Elle eut une exclamation enfantine :
— Oh ! bien sûr, je connais. La semaine dernière on a passé un film de vous à la télévision : « Les portes du Désir ».
— Un péché de jeunesse, m’excusai-je, à l’époque j’avais encore un peu faim, j’écrivais n’importe quoi, pour n’importe qui, à n’importe quel prix. Depuis, bien du temps a passé. Je croyais qu’il y avait prescription, mais cette foutue télé est une nécrophage qui exhume les pires cadavres pour les dévorer.
Elle but son verre. Aussitôt ses traits se modifièrent. Profitant de ce qu’elle louchait en direction de Rossel, je fis signe au barman de lui servir un nouveau scotch.

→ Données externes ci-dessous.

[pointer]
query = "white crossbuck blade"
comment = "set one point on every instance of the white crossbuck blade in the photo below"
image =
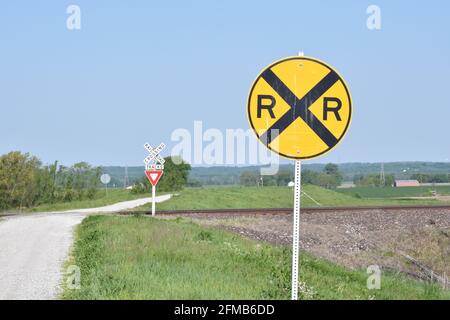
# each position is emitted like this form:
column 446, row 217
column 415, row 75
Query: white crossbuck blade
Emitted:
column 154, row 157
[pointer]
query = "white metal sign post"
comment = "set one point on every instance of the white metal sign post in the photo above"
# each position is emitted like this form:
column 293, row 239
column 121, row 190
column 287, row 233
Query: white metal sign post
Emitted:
column 296, row 229
column 154, row 168
column 105, row 179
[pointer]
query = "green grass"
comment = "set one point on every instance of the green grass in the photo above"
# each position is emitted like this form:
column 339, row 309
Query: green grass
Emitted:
column 392, row 192
column 268, row 197
column 136, row 257
column 113, row 196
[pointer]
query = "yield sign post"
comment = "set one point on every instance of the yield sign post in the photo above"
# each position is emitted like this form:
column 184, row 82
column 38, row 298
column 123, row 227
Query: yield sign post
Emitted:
column 154, row 166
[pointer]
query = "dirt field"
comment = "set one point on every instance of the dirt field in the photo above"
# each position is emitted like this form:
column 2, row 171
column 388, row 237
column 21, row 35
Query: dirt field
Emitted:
column 415, row 241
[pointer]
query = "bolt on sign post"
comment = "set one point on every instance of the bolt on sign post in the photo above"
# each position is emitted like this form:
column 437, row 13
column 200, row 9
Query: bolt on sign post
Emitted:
column 154, row 168
column 300, row 108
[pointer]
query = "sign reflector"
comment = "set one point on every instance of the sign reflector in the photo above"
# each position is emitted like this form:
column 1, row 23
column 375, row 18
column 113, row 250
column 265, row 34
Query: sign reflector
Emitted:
column 153, row 176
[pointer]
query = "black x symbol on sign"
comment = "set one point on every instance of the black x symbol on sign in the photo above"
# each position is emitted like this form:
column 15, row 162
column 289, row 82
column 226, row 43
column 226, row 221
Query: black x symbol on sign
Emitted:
column 299, row 107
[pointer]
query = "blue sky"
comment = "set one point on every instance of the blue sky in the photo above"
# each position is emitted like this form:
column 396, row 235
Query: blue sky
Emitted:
column 137, row 70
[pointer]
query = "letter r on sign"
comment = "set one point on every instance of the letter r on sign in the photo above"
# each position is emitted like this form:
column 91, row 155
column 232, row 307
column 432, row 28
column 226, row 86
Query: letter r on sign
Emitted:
column 263, row 98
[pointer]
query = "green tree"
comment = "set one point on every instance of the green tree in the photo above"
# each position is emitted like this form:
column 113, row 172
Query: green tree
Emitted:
column 18, row 180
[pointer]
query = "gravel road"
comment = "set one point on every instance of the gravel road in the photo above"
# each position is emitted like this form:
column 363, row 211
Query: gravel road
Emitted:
column 34, row 247
column 32, row 252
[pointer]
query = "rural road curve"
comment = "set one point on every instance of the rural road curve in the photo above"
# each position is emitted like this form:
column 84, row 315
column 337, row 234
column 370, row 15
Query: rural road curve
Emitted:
column 34, row 247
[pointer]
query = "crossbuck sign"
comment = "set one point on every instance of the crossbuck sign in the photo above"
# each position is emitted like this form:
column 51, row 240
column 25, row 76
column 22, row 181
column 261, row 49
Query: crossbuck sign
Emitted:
column 154, row 166
column 154, row 161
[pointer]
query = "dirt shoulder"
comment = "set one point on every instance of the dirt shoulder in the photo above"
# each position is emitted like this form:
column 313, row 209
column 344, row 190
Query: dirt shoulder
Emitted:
column 357, row 239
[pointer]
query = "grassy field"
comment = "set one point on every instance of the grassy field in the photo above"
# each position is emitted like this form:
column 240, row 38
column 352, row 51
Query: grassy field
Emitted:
column 269, row 197
column 102, row 199
column 136, row 257
column 392, row 192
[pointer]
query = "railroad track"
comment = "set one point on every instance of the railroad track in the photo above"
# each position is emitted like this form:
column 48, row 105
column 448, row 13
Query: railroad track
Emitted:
column 282, row 211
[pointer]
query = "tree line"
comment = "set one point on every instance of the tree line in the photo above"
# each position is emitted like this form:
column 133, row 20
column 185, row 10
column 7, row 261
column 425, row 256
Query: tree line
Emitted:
column 330, row 177
column 26, row 182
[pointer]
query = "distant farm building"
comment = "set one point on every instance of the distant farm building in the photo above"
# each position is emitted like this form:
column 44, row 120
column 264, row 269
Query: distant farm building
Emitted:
column 406, row 183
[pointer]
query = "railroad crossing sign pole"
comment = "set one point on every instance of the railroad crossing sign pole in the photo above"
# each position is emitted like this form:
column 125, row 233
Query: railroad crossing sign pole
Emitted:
column 300, row 108
column 154, row 169
column 296, row 225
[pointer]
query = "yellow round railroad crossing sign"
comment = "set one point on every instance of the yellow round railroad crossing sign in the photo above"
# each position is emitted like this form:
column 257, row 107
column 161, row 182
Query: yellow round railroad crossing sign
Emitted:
column 299, row 107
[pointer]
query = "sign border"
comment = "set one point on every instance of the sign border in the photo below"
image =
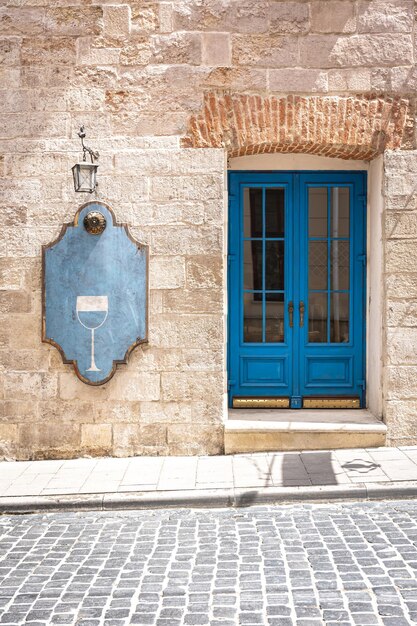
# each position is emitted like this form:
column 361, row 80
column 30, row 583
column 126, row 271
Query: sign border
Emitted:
column 138, row 342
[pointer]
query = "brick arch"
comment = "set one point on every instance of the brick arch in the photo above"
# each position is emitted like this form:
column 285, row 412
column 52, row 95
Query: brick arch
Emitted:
column 344, row 127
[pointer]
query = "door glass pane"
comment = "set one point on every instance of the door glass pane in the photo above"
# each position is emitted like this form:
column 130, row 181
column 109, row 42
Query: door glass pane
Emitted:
column 317, row 267
column 317, row 212
column 252, row 211
column 339, row 322
column 274, row 318
column 274, row 265
column 339, row 265
column 252, row 265
column 252, row 323
column 317, row 318
column 339, row 211
column 274, row 212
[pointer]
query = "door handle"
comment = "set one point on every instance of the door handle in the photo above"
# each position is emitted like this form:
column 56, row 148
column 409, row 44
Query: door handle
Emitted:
column 302, row 309
column 291, row 313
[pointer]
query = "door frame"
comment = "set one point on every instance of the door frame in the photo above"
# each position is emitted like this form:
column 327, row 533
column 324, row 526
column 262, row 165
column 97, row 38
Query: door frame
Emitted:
column 322, row 177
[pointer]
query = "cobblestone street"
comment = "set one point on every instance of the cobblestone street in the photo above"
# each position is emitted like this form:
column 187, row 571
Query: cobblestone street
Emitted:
column 298, row 565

Quand elle s’aperçut de la chose, elle se contenta de murmurer : « Traître » et de sourire.
Je sus alors, malgré mon ivresse, que tout allait recommencer.
CHAPITRE VI
— Vous me le demanderez, mon autographe, hein ? Vous me le demanderez ?
Elle avait moins bu que la veille, mais elle était dix fois plus saoule. Quant à moi, j’appréhendais ce qui se passerait lorsque je descendrais de mon perchoir.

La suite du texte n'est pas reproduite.